Бассейновые разграничения существенно меняют геополитические тенденции в сравнении с геоморфологическими. Дело в том, что монолитность Северо-Восточной Азии буквально взрывается т.н. мировым водоразделом, т.е. разграничительной линией между океаническими бассейнами. Этот водораздел идет от Чукотки и спускается довольно близко к побережью Охотского моря, чтобы на уровне Шантар уйти далеко на запад к истокам Амура, а затем качнуться на восток, пройти по Хингану и снова уйти на запад к истокам Хуанхе.

Мировой водораздел разделяет, таким образом, территорию потенциально мыслимой федерации Северо-Восточной Азии на восточную (тихоокеанскую) и северную части. При этом водораздельная граница далеко не совпадает с административной, так что значительные пространства дальневосточных областей оказываются бассейново связаны с севером, т.е. с Якутией по преимуществу.

Другое важное обстоятельство заключается в том, что в тихоокеанской Азии отчетливо заметны два больших бассейновых укрупнения. На севере это бассейн сходящихся Амура, Сунгари и Уссури, на юге — расходящихся Хуанхе, Янцзы и Меконга. Эти два укрупнения отчетливо разъединены сужением в районе условной линии Цзыньчжоу — Чифын. С этой точки зрения бассейновое членение связывает южную часть российского Дальнего Востока и Маньчжурию, отделяя последнюю от Китая. Что же касается Амура, то он выступает не столько как граница между маньчжурскими и тунгусскими землями, сколько как их соединитель.
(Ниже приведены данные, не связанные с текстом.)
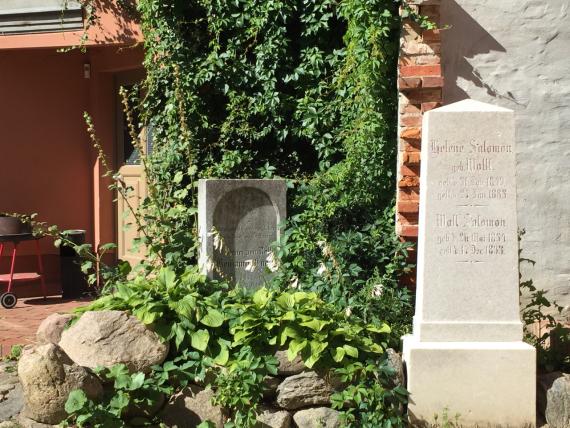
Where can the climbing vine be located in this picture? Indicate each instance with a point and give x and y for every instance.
(297, 89)
(303, 90)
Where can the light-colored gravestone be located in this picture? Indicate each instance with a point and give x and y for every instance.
(238, 220)
(466, 353)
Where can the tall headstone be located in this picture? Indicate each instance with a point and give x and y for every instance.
(466, 353)
(238, 220)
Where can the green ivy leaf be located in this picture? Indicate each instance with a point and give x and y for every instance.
(261, 297)
(200, 339)
(213, 318)
(75, 401)
(137, 380)
(338, 354)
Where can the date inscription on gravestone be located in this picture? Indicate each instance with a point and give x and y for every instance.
(470, 183)
(239, 220)
(467, 246)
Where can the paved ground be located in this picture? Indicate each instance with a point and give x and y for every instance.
(19, 325)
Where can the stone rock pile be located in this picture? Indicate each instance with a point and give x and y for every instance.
(62, 360)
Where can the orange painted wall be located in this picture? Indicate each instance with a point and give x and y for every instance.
(113, 26)
(47, 163)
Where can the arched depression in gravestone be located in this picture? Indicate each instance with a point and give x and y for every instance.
(247, 221)
(246, 214)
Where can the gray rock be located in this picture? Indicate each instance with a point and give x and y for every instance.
(11, 403)
(286, 367)
(395, 363)
(193, 407)
(47, 376)
(270, 385)
(320, 417)
(24, 422)
(273, 418)
(558, 402)
(106, 338)
(52, 327)
(302, 390)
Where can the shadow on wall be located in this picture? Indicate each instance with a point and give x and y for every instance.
(464, 40)
(126, 16)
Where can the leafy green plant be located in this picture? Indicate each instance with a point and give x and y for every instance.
(446, 421)
(541, 328)
(367, 401)
(15, 353)
(240, 387)
(226, 339)
(260, 89)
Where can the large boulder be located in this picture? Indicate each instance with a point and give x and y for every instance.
(321, 417)
(302, 390)
(394, 360)
(47, 376)
(193, 407)
(106, 338)
(273, 418)
(52, 327)
(11, 396)
(558, 402)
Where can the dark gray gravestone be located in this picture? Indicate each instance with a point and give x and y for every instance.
(238, 220)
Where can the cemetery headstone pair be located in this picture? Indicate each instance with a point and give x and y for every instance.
(466, 353)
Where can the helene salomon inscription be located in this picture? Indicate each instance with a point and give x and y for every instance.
(238, 222)
(467, 324)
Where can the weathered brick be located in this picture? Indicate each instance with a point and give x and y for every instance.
(409, 170)
(409, 194)
(427, 59)
(405, 83)
(409, 182)
(410, 145)
(406, 107)
(420, 70)
(431, 35)
(407, 207)
(423, 2)
(432, 82)
(408, 230)
(418, 48)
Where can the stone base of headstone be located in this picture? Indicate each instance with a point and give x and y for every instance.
(488, 384)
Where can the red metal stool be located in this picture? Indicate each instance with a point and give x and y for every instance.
(9, 299)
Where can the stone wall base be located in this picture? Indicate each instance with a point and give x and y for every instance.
(490, 384)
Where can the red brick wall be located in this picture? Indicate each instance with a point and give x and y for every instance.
(420, 83)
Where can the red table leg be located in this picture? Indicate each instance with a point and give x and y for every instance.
(12, 266)
(41, 268)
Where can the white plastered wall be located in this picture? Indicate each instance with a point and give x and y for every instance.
(516, 54)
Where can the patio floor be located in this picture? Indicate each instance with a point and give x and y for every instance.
(18, 325)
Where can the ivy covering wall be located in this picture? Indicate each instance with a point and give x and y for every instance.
(300, 89)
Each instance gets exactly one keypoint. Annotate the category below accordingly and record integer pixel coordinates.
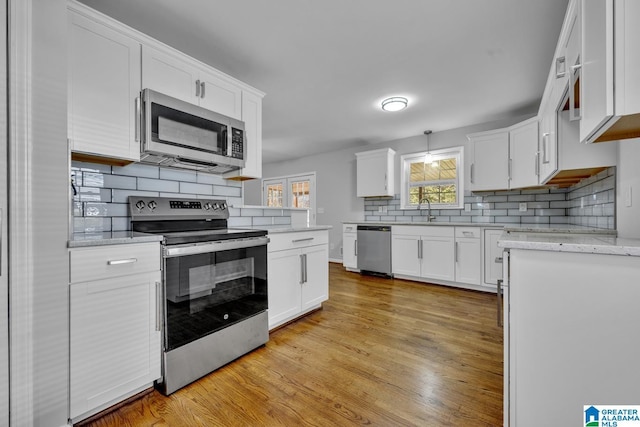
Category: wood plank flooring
(381, 352)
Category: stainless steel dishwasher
(374, 249)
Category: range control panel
(174, 208)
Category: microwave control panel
(237, 143)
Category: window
(294, 191)
(436, 177)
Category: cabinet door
(523, 149)
(284, 285)
(104, 82)
(404, 255)
(548, 145)
(596, 75)
(220, 96)
(315, 289)
(114, 339)
(492, 257)
(438, 258)
(468, 260)
(490, 167)
(252, 118)
(170, 75)
(350, 250)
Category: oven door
(212, 285)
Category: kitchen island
(570, 325)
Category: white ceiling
(326, 65)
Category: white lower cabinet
(350, 246)
(492, 258)
(423, 252)
(115, 338)
(298, 274)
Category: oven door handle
(215, 246)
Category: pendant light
(428, 158)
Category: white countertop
(272, 229)
(537, 228)
(570, 242)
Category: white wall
(628, 175)
(39, 208)
(336, 175)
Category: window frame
(405, 165)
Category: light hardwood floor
(381, 352)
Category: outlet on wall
(627, 196)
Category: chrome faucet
(429, 216)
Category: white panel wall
(628, 176)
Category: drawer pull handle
(122, 261)
(302, 240)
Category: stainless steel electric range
(215, 285)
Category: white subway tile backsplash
(89, 194)
(219, 190)
(138, 169)
(204, 189)
(262, 220)
(282, 220)
(122, 196)
(91, 167)
(251, 212)
(178, 175)
(158, 185)
(123, 182)
(102, 203)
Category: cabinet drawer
(282, 241)
(423, 230)
(349, 228)
(473, 232)
(102, 262)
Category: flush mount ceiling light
(395, 103)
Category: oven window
(207, 292)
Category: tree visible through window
(433, 176)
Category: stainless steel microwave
(179, 134)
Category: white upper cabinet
(523, 154)
(505, 158)
(375, 173)
(610, 65)
(103, 85)
(252, 118)
(489, 160)
(176, 76)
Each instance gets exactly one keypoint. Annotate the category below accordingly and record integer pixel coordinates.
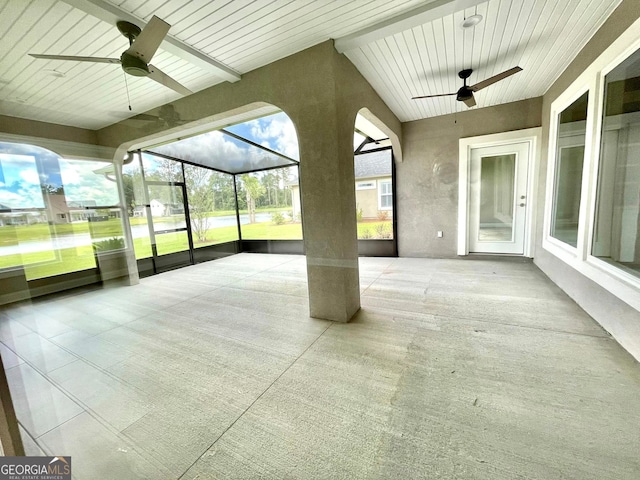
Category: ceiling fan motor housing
(133, 65)
(465, 93)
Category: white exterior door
(498, 203)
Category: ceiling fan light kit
(472, 21)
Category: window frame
(380, 194)
(622, 284)
(366, 185)
(558, 247)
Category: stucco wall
(427, 178)
(618, 318)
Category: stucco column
(325, 137)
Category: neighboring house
(373, 185)
(159, 209)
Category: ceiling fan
(135, 60)
(465, 93)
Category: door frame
(152, 232)
(531, 136)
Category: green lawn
(48, 263)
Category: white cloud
(30, 176)
(279, 134)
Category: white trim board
(529, 135)
(615, 280)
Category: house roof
(374, 164)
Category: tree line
(209, 191)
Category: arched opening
(215, 192)
(374, 170)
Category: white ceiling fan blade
(145, 45)
(470, 102)
(495, 78)
(76, 59)
(159, 76)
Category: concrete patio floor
(453, 369)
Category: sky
(23, 168)
(275, 132)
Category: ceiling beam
(405, 21)
(109, 13)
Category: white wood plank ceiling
(403, 60)
(541, 36)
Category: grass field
(54, 262)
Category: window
(567, 188)
(616, 233)
(55, 212)
(374, 208)
(366, 185)
(212, 206)
(269, 205)
(386, 196)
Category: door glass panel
(168, 218)
(172, 242)
(167, 207)
(497, 179)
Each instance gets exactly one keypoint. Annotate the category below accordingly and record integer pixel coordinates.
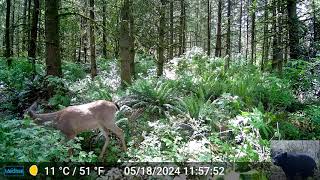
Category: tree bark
(12, 29)
(228, 51)
(92, 42)
(171, 30)
(7, 35)
(182, 25)
(219, 35)
(253, 34)
(265, 45)
(53, 61)
(132, 39)
(104, 29)
(162, 24)
(209, 28)
(293, 29)
(34, 33)
(25, 29)
(240, 27)
(124, 45)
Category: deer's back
(75, 119)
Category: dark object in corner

Для политических акторов бассейновые членения создают немалые проблемы. В российском контексте обнаруживается еще одно разграничение, отдаляющее и без того Дальний Восток от российских и сибирских центров политической гравитации. В контексте российско-китайских отношений присутствие двух империй в одном бассейне создает ситуацию "двух пернатых в одной берлоге". Традиционное решение проблемы за счет создания совместного пограничья — лимитрофной зоны, которая была бы одновременно полукитайской и полуроссийской, крайне затруднено тем, что Амур являет собой четко проходящую "естественную границу".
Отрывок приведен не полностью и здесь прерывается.